In der sächsischen Stadt Chemnitz läuft seit Samstagmorgen wegen eines möglichen Sprengstoffanschlags ein Großeinsatz der Polizei. Eine Wohnung in einem Plattenbauviertel wurde gestürmt. Die Fahndung nach der verdächtigen Person geht weiter.

          Wegen eines möglichen Sprengstoffanschlags läuft seit Samstagmorgen ein Großeinsatz der Polizei in einem Chemnitzer Plattenbauviertel. „Es besteht der Verdacht der Vorbereitung eines Sprengstoffanschlags“, sagte eine Sprecherin des Landeskriminalamtes in Dresden. Bereits am Abend zuvor habe man einen Hinweis vom Verfassungsschutz erhalten, dass es zu einer ernsthaften Gefährdung kommen könnte.

          Ein Sprecher des Landeskriminalamtes sagte während des Einsatzes vor Ort, man habe Hinweise auf Sprengstoff in der gestürmten Wohnung gefunden, allerdings handele es sich nicht um große Mengen. Für genauere Angaben sei eine Untersuchung des Fundes nötig.

          Ein Haus im Fritz-Heckert-Wohngebiet war evakuiert worden.
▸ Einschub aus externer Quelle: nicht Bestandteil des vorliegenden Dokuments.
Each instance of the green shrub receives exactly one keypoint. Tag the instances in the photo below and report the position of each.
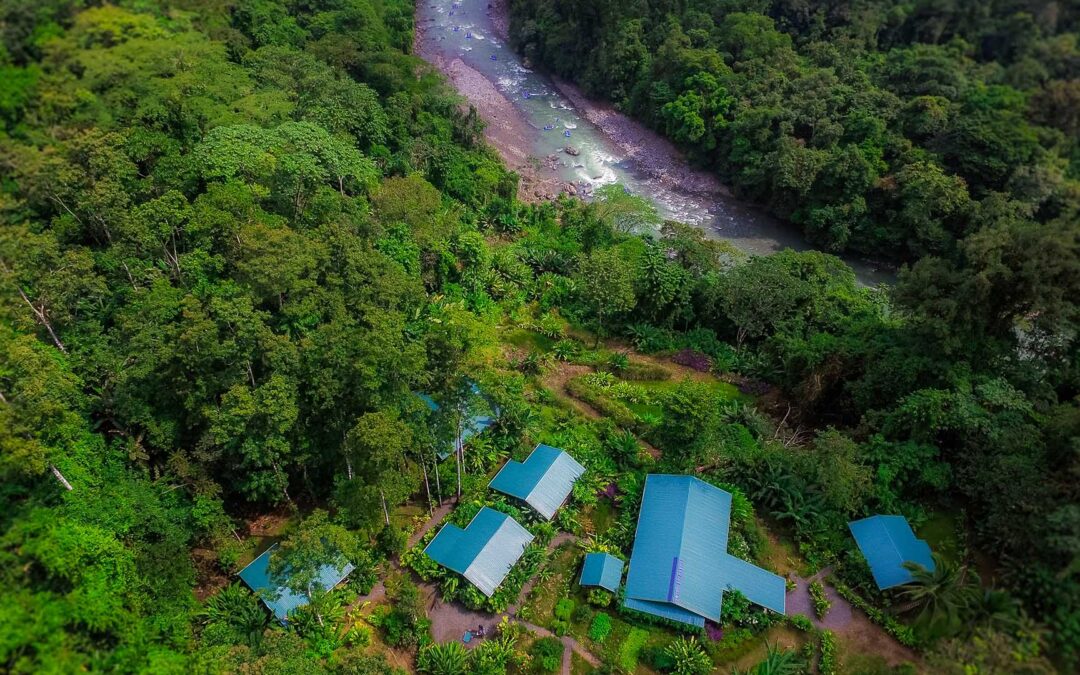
(599, 597)
(827, 664)
(582, 613)
(903, 633)
(601, 628)
(547, 655)
(631, 648)
(821, 604)
(564, 609)
(644, 372)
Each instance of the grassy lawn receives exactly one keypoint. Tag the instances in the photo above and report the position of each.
(752, 651)
(528, 340)
(579, 665)
(726, 391)
(602, 516)
(940, 532)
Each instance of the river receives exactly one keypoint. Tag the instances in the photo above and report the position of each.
(532, 120)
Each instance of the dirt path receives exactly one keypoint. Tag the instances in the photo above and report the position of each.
(556, 541)
(851, 625)
(436, 517)
(556, 379)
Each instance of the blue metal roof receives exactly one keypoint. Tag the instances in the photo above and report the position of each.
(484, 551)
(470, 427)
(280, 599)
(543, 481)
(887, 542)
(680, 559)
(602, 569)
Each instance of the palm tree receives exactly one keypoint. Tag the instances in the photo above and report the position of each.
(777, 662)
(943, 597)
(237, 607)
(689, 657)
(624, 446)
(446, 659)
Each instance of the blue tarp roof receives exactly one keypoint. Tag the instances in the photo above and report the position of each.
(887, 542)
(484, 551)
(679, 567)
(602, 569)
(543, 481)
(281, 601)
(471, 426)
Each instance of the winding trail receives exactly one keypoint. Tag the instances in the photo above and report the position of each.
(850, 624)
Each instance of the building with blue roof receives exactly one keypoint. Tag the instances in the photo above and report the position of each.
(887, 542)
(483, 552)
(543, 481)
(603, 570)
(679, 567)
(279, 599)
(469, 424)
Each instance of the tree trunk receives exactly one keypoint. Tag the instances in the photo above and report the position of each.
(319, 615)
(460, 461)
(427, 485)
(439, 486)
(284, 484)
(59, 476)
(39, 312)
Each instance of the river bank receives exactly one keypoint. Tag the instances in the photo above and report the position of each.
(505, 127)
(558, 140)
(652, 154)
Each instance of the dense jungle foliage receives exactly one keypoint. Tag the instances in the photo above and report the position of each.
(896, 129)
(235, 235)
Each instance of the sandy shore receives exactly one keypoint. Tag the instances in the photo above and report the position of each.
(652, 153)
(511, 134)
(505, 127)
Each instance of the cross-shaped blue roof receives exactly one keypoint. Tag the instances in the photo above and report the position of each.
(679, 567)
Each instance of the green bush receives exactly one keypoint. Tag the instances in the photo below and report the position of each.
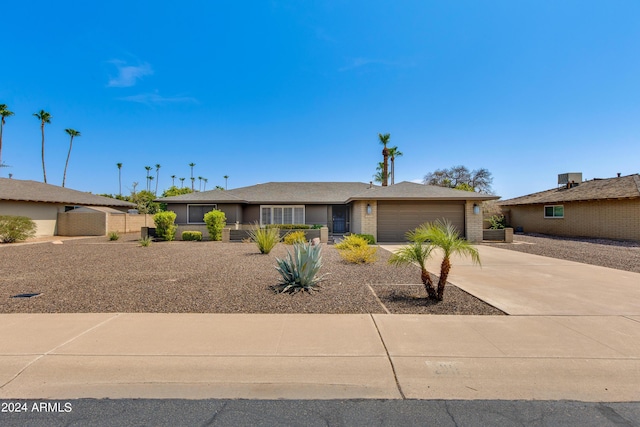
(289, 226)
(15, 228)
(300, 271)
(368, 237)
(265, 238)
(165, 227)
(215, 220)
(193, 236)
(295, 237)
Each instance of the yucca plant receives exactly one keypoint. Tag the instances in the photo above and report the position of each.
(265, 238)
(300, 271)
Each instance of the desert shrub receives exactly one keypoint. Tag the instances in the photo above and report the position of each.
(295, 237)
(165, 227)
(194, 236)
(300, 271)
(15, 228)
(289, 226)
(215, 220)
(359, 254)
(350, 241)
(145, 241)
(368, 237)
(265, 238)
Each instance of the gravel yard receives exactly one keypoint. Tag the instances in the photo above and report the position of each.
(97, 275)
(606, 253)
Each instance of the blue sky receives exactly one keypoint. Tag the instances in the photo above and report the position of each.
(299, 90)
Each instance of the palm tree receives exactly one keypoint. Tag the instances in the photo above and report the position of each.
(73, 133)
(191, 165)
(393, 153)
(157, 177)
(44, 118)
(148, 168)
(443, 235)
(4, 113)
(119, 178)
(384, 140)
(418, 252)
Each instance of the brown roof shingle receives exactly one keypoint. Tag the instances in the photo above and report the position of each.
(624, 187)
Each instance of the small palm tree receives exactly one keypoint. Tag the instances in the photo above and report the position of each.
(72, 133)
(418, 252)
(4, 113)
(44, 118)
(119, 178)
(384, 140)
(393, 153)
(443, 235)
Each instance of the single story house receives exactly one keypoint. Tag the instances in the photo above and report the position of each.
(385, 212)
(600, 208)
(49, 206)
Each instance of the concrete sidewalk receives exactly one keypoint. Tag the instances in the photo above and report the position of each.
(63, 356)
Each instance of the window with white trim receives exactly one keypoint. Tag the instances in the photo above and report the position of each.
(195, 213)
(554, 211)
(278, 214)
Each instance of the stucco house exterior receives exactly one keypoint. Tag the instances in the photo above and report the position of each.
(600, 208)
(50, 207)
(385, 212)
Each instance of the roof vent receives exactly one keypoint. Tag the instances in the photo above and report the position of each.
(571, 177)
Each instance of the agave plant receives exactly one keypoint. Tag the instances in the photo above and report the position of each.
(300, 271)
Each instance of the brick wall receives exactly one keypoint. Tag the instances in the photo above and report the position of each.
(609, 219)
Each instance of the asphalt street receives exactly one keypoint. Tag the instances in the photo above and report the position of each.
(172, 412)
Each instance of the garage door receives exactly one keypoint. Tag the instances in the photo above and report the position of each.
(396, 218)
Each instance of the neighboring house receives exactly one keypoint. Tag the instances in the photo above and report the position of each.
(46, 205)
(600, 208)
(385, 212)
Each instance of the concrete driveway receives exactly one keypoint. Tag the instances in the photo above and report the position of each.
(525, 284)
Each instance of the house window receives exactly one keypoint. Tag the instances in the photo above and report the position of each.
(281, 215)
(554, 211)
(195, 213)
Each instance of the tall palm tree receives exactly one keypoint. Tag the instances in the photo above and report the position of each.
(384, 140)
(157, 177)
(148, 168)
(119, 178)
(44, 118)
(191, 165)
(393, 153)
(418, 252)
(4, 113)
(443, 235)
(72, 133)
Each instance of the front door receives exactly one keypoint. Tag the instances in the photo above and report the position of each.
(339, 219)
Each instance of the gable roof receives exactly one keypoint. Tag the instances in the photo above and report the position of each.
(624, 187)
(324, 193)
(32, 191)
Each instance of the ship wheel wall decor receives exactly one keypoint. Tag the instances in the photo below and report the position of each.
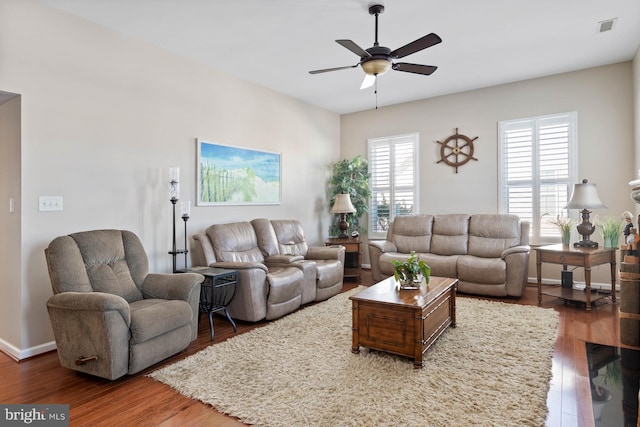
(456, 150)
In der gestürmten Wohnung war ein gesuchter Verdächtiger nicht angetroffen worden. Die Polizei kündigte an, ein Fahndungsfoto zu der gesuchten Person herauszugeben. Man müsse davon ausgehen, dass die Person gefährlich sei, „jemand, der einen solchen Anschlag plant, der muss per se als gefährlich angesehen werden“, sagte der Sprecher des LKA in einem Video, das die Polizei Sachsen auf ihrer Facebook-Seite veröffentlichte.

          Bei dem Einsatz der Polizei gab es eine Explosion gegeben, die aber durch die „Zugriffsmaßnahmen“ der SEK-Kräfte ausgelöst worden sei, hieß es aus Polizeikreisen gegenüber FAZ.NET.

          Vor der Einheitsfeier am 3. Oktober in Dresden hatten unbekannte Täter zwei Sprengstoffanschläge auf eine Moschee und ein Kongresszentrum in der sächsischen Hauptstadt verübt. 

          Ein Sprecher des Landeskriminalamtes sagte dem MDR, die Polizei sei seit der Nacht im Einsatz. Sie habe Hinweise erhalten, dass es Planungen für einen Sprengstoffanschlag gab. Der Sprecher widersprach Meldungen, wonach eine Person mit Spengstoffgürtel angeschossen worden sei. Das könne er ausschließen.